Personne ne se connaît et pourtant on se frôle, on se touche, on se sent. Une proximité gênante et troublante.

Toutes les classes sont mélangées. Pas de dominante. On est tous égaux. Le temps et la vie sociale s’arrête juste un temps.

Juste le temps d’aller d’un endroit à un autre.

On peut regarder, jauger, imaginer la vie de tous ces gens à leur humeur, les habits, leurs odeurs. Chacun se pose. Arrête la course incessante de sa journée pour se laisser porter quelques minutes. Ne plus rien gérer et attendre.

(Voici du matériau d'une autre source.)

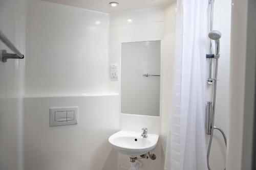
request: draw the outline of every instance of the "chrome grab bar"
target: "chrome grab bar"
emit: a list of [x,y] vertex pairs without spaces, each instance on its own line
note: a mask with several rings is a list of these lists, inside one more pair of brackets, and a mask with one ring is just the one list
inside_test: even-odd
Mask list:
[[12,51],[15,54],[10,54],[6,52],[6,50],[2,50],[1,52],[3,62],[7,61],[9,58],[12,59],[23,59],[24,55],[23,55],[17,48],[13,45],[13,44],[9,40],[9,39],[4,34],[4,33],[0,29],[0,40],[7,46],[10,50]]
[[160,75],[150,75],[150,74],[148,74],[147,73],[145,74],[143,74],[142,76],[144,77],[151,77],[151,76],[160,77]]

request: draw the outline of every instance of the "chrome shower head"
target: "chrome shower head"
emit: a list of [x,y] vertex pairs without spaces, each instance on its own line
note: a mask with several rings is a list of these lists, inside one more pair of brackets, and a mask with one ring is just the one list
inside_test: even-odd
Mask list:
[[219,31],[214,30],[208,34],[210,39],[215,41],[215,53],[217,55],[220,53],[220,38],[221,37],[221,33]]
[[217,40],[221,38],[221,33],[219,31],[214,30],[209,33],[208,36],[210,39]]

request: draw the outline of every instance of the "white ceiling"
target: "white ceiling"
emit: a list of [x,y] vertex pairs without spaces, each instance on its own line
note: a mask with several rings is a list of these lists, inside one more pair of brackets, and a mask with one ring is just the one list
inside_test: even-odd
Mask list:
[[[42,0],[89,10],[109,13],[164,6],[174,0]],[[116,2],[119,5],[115,8],[109,4]]]

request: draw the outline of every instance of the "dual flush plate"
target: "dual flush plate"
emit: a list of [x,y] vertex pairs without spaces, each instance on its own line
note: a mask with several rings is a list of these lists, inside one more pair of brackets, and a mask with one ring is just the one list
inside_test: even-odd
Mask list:
[[50,126],[77,124],[78,107],[51,108],[50,109]]

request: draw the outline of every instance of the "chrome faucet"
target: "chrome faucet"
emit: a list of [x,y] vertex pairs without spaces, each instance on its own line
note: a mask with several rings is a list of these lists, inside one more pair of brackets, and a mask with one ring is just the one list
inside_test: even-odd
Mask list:
[[141,134],[141,136],[144,138],[147,137],[147,128],[143,128],[141,129],[143,131],[143,133]]

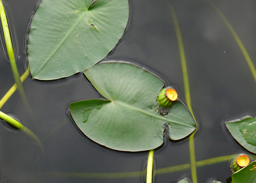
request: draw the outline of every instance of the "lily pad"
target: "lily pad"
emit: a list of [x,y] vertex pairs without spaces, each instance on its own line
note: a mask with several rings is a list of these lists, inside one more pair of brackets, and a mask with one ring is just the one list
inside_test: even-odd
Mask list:
[[239,126],[239,131],[248,144],[256,145],[256,122],[250,124],[246,122],[241,123]]
[[240,121],[227,122],[231,135],[245,148],[256,153],[256,118],[247,118]]
[[94,65],[118,41],[128,16],[127,0],[43,0],[30,30],[32,76],[55,80]]
[[165,123],[173,140],[184,138],[196,129],[191,113],[179,101],[165,117],[158,113],[156,100],[164,84],[138,66],[102,63],[84,74],[106,99],[75,102],[69,109],[80,130],[101,145],[119,151],[146,151],[163,144]]
[[233,173],[232,177],[233,183],[255,182],[256,161]]

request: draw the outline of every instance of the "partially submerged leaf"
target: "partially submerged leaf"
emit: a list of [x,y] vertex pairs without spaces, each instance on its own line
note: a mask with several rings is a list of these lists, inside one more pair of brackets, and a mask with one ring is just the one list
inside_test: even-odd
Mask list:
[[128,1],[43,1],[30,34],[33,78],[55,80],[72,75],[94,65],[114,48],[127,24]]
[[247,118],[240,121],[227,122],[231,135],[245,148],[256,153],[256,119]]
[[256,182],[256,161],[232,174],[233,183]]
[[75,102],[69,109],[80,130],[98,143],[119,151],[146,151],[163,143],[164,123],[173,140],[195,130],[191,114],[179,101],[165,117],[158,113],[156,100],[164,85],[148,72],[131,64],[108,63],[84,73],[107,100]]

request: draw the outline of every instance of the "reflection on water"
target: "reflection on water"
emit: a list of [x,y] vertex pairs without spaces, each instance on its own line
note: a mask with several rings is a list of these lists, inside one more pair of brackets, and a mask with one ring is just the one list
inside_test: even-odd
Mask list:
[[[20,74],[26,70],[27,27],[39,1],[9,0],[5,6]],[[152,71],[164,78],[167,86],[175,86],[180,93],[179,99],[185,102],[178,45],[167,2],[129,0],[129,26],[105,61],[128,61]],[[212,2],[232,26],[255,65],[256,2]],[[220,15],[205,2],[171,3],[181,31],[191,105],[199,126],[194,137],[196,161],[241,152],[250,154],[236,142],[224,124],[245,115],[256,117],[256,83],[240,47]],[[2,98],[14,80],[3,49],[0,49],[0,59]],[[72,102],[101,98],[82,74],[50,82],[28,78],[23,86],[36,121],[30,121],[17,92],[1,110],[19,117],[40,140],[44,139],[44,154],[35,163],[40,151],[35,142],[22,131],[0,123],[2,182],[143,182],[147,152],[122,152],[102,147],[84,136],[67,115]],[[97,107],[100,109],[100,105]],[[164,145],[155,151],[156,169],[189,164],[188,139],[173,142],[165,133]],[[198,167],[198,182],[218,179],[225,182],[232,173],[229,165],[225,161]],[[124,174],[104,177],[104,173],[119,172]],[[95,179],[90,173],[102,174],[94,174],[98,178]],[[156,174],[155,182],[176,182],[183,177],[191,180],[189,167]]]

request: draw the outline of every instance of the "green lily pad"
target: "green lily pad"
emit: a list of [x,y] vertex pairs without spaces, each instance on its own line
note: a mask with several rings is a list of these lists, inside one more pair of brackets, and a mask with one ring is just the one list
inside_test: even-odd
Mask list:
[[235,172],[232,177],[233,183],[255,182],[256,161]]
[[69,109],[80,130],[101,145],[119,151],[146,151],[163,144],[164,123],[173,140],[184,138],[196,129],[191,113],[179,101],[165,117],[158,113],[156,100],[164,84],[139,67],[102,63],[84,74],[106,99],[75,102]]
[[243,122],[239,126],[239,131],[248,144],[256,145],[256,122],[250,124]]
[[189,183],[187,180],[183,179],[181,181],[179,181],[177,183]]
[[55,80],[84,70],[114,48],[126,27],[127,0],[43,0],[31,27],[32,76]]
[[247,118],[240,121],[227,122],[226,126],[242,146],[256,153],[256,118]]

Attendre d’aller d’un endroit à un autre. 

Audrey Lesca

Ici, on ne circule que dans un sens ; de l’entrée vers la sortie. On ne s’arrête pas, sauf lorsqu’il y a trop de monde pour avancer. Aujourd’hui, il fait beau, et du monde, il n’en manque pas ; à croire qu’ils savaient tous que j’allais venir. Maintenant, étudions le parcours. Il ressemble à une épreuve,  et on est souvent escorté par quelqu’un de plus fort que soi. Pour entrer, on doit monter un plan incliné à pente forte, et on arrive sur un premier pallier. On passe une passerelle en bois, au bout de laquelle on doit se saisir d’une barre à hauteur d’épaule pour faire passer ses pieds en premier vers l’avant afin d’accéder au pallier suivant. On monte deux marches, on tourne en angle droit, on repasse une passerelle, celle-ci faite de métal, mais pas plus rassurante que la précédente. En observant autour, on peut en voir certains, un peu intrépides, sauter sur le plancher comme pour le casser ; ils ne semblent pas penser qu’il n’y a rien en dessous que du vide. Maintenant, on attend parce que quelqu’un a chuté deux personnes devant moi. On le rassure, on lui dit que ça va bien se passer, il se relève et continue ;  le chemin se dégage. Le garçon que je suis a une chemise à carreaux, son pantalon est un peu trop grand pour lui, ses cheveux sont blonds et légèrement bouclés. Il a tout pour être sûr de lui, mais sa démarche est peu assurée. Il doit être un peu plus jeune que moi… je continue derrière lui sur une dernière passerelle en cordes, sans doute la plus effrayante de toutes. On tourne à nouveau en angle droit, on monte à nouveau deux marches. Je vois la chemise à carreau et les boucles blondes s ‘éloigner vers la sortie, c’est maintenant à mon tour ; j’hésite, mais je ne peux pas faire demi-tour. La voie est libre, alors je respire un grand coup, et je me lance sur le toboggan.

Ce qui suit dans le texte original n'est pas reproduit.